Research shows patients tend to be initially happier with it than providers. After Mishkind’s own clinic went fully online because of social distancing, a colleague said clients almost immediately started telling him, “Wait a second. I could have been done doing this the entire time?”
But he acknowledged groups can be hard to manage online. Organizers might miss those “subtle things happening out of the corner your eye.” But the technology has advantages there, too. Educational materials are easy to share, for example. And organizers can use the mute function “so you don’t have people talking over each other.”
Julie Kubala of Superior, Wisconsin, is a fan of the type of support she’s found online.

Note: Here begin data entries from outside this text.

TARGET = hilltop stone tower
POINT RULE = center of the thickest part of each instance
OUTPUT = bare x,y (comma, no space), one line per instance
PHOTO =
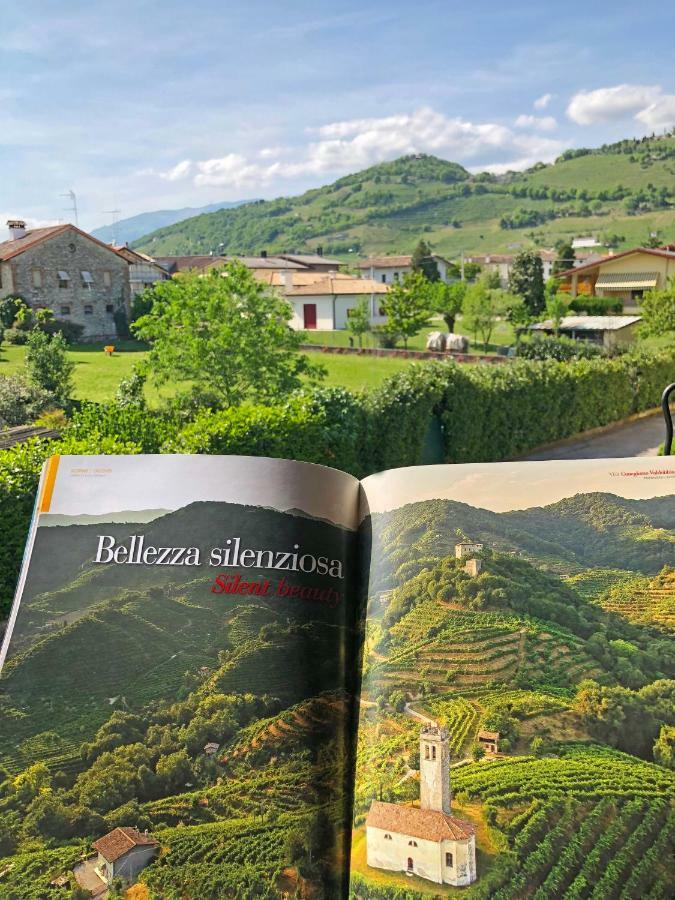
435,769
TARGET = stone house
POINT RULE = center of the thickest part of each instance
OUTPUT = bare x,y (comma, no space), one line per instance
143,270
60,267
426,841
123,853
489,741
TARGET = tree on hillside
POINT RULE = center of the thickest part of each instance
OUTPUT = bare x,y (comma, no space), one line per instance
447,300
358,320
406,306
483,306
424,263
566,257
657,309
47,364
227,334
557,306
527,280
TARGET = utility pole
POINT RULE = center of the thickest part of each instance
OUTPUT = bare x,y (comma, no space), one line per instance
114,213
73,199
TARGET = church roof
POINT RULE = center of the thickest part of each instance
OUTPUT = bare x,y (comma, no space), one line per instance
428,824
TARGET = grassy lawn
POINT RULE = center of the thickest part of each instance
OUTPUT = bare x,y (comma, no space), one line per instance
503,335
97,375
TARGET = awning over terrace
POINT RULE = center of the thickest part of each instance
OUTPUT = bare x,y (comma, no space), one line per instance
627,281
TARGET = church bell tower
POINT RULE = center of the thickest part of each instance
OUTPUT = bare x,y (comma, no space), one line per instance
435,769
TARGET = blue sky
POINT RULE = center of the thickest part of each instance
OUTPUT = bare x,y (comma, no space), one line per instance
146,105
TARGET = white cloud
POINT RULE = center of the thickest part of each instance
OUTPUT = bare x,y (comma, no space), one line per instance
542,123
178,172
353,144
644,102
660,113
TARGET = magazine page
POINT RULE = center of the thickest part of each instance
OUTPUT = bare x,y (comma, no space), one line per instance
516,730
177,689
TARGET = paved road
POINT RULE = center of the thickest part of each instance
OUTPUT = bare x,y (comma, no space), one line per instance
639,438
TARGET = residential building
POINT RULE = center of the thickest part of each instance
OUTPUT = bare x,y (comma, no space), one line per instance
62,268
317,262
144,271
262,263
389,269
123,853
502,263
426,841
625,276
608,331
325,304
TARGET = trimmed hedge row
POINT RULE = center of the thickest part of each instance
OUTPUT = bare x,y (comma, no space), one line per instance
487,413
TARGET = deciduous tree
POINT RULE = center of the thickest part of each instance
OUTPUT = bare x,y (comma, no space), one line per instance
407,306
225,333
527,280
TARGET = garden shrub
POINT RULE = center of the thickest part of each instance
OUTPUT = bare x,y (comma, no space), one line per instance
147,429
292,432
562,349
21,402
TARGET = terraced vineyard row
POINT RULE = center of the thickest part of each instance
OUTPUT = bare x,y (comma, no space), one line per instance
460,716
649,601
220,859
580,771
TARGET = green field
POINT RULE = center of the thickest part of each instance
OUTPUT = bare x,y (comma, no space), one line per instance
97,375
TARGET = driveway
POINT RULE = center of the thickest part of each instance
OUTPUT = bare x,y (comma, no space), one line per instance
640,437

After a heart attack in 2016, she participated in various online forums and cardiac rehabilitation, which includes in-person counseling. She also just completed an outpatient program, which included group sessions, to help with post-traumatic stress disorder after a near-fatal car accident.
She’s usually tech-averse but is a fan of her online community, which she likened to a “beacon in the night” when she discovered it. And, she said, everything she got there was as good as what she got from her in-person group.
The convenience, even before social distancing, was a big factor for someone in a small community. “I could access it after work,” she said. “I could access this stuff at four in the morning when I couldn’t sleep at night.”
For people without internet access or who aren’t comfortable with computers, phone therapy is another option, Mishkind said. Research shows what’s known as asynchronous therapy, such as text messaging with a licensed professional, also may help.
People who need mental health care should start by reaching out to their existing provider, if they have one, and insurance company to confirm what services are covered, he said. A clinician can decide whether the issue is something that can be handled via telehealth, he added.
An employee assistance plan also can steer people toward help.
Marshall suggested people dealing with addiction first seek help by calling someone they know in recovery. In addition, each state has an addiction helpline. Alcoholics Anonymous provides a listing of online meetings at aa-intergroup.org.
People with preexisting mental health conditions need to continue with their treatment during the crisis, according to the Centers for Disease Control and Prevention. It refers people to the Substance Abuse and Mental Health Services Administration’s Disaster Distress Helpline at 800-985-5990. And Marshall said even in the time of social distancing, everyone can provide a human touch.
“If you know someone in recovery, reach out to them,” he said. “Even if they seem like they have it together. These are really trying times.”